Strategic and tactical missile detection and target detection require basically two functions. First, is the detection of the missile launch and the burning of the propellant during acceleration into the ballistic trajectory. Secondly, the missile must be tracked to determine where it is targeted. In the event of multiple launches, the number of missiles need to be counted and tracked at substantially the same time.
Traditionally, strategic and tactical missile launch detection and tracking systems use infrared surveillance techniques employed by satellite sensors. The satellite sensors are required to view the whole earth at one time because the missiles could be launched from any location. It is necessary to determine where the missile is going and, from the trajectory, to find where the missile is likely to hit with a high probability of detection. For example, it is usually required to have a probability of detection of at least 99% and to avoid a false detection to a probability of less than once per month.
Based on these requirements, satellite sensing systems have been developed that contain many individual picture elements or pixels so that the systems can detect, count and track missiles anywhere on the earth. In order to track missiles to the accuracy required, it is generally necessary that the pixels have an extremely high resolution so that they can observe about a 1.5 kilometer square grid on the earth every few seconds. To do this with a staring array several millions of pixels are often needed. Surveillance systems using these large staring arrays are quite heavy (for example, about 6,000 to 8,000 pounds) due, in large part, to the multiplicity of pixel elements employed. To launch a satellite using such large staring arrays, expensive and heavy spacecraft launch vehicles, such as the Titan IV, must be used. This, of course, undesirably increases the cost of the project. The number of pixels can be reduced by scanning sensors but the pixels must be scanned at such a high rate that it produces an exceedingly large number of operations per second for the on-board satellite computer. Alternatively, all of the sensor data can be transmitted to the ground with a wide band data link. However, this is less desirable than on-board processing because it is less robust and radiation hard when compared with the narrow band data link that is used with on-board processing.

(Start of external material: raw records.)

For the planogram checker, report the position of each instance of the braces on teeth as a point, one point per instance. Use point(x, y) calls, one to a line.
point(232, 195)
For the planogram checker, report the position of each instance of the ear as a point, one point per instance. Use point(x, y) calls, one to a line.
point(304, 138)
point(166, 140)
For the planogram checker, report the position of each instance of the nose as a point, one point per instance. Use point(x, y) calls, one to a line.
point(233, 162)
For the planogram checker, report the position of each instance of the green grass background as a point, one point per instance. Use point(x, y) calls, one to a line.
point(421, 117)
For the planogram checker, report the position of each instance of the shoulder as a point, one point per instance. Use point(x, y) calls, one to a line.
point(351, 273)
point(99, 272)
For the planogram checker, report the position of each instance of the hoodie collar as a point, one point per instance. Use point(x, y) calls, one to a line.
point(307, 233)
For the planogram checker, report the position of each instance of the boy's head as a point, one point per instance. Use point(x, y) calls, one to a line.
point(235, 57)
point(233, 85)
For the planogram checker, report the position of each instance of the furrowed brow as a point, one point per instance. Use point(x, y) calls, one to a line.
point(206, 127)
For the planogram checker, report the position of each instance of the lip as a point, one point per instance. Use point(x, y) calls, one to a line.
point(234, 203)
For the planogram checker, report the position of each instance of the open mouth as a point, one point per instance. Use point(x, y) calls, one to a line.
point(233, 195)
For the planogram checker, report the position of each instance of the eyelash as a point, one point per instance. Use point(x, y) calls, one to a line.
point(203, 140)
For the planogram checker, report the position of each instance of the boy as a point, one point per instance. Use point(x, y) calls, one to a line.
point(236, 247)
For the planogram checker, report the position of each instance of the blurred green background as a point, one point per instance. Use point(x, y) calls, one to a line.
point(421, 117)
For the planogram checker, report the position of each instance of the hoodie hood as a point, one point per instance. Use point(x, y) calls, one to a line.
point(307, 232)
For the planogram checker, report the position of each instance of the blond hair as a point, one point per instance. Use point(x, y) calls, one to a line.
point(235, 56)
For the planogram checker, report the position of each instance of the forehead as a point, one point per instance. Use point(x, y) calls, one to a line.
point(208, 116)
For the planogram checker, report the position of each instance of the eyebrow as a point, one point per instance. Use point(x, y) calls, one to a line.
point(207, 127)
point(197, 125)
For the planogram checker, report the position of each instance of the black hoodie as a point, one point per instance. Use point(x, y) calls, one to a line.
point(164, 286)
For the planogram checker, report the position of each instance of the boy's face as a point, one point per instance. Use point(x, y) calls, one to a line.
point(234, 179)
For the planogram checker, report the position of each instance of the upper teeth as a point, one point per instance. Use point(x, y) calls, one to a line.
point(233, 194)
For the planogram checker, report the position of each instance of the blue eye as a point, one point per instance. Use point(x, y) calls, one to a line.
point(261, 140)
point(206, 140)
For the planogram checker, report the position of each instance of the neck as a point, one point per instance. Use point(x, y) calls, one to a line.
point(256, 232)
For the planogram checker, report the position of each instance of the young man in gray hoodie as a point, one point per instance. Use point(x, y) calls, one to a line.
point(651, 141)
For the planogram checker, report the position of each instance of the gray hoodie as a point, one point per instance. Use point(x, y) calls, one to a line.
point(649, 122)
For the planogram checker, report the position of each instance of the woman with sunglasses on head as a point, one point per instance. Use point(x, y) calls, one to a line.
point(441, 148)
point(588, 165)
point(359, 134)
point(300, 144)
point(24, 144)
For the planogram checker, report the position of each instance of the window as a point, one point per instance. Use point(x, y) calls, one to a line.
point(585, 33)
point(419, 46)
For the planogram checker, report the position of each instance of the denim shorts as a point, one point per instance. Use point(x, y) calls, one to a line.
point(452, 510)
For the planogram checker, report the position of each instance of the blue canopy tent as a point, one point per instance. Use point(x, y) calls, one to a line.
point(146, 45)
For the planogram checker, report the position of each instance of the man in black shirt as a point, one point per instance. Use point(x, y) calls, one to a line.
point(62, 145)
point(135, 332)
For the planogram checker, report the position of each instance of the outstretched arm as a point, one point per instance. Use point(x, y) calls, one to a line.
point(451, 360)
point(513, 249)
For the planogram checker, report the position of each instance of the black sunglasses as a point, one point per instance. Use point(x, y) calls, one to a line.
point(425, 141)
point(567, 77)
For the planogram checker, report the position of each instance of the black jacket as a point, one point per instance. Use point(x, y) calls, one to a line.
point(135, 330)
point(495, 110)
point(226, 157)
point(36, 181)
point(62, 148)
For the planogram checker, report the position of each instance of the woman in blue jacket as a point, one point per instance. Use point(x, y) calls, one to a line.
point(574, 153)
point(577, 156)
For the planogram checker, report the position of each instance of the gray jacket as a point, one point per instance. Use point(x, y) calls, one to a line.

Many known missile detection systems sense infrared radiation in a single band. This band contains information about the missile as well as unwanted background. Another approach uses two discrete radiometers to cover two detection bands which are independently processed. Either approach suffers from problems when a strong background signal approximates or exceeds the missile within the detected band or bands. Hence, they are subject to a large number of false alarm indications when a detection threshold is set too close to the background clutter or to undesirably lower detection rates if the threshold is set too high.
It is an object of the present invention to overcome one or more of these problems.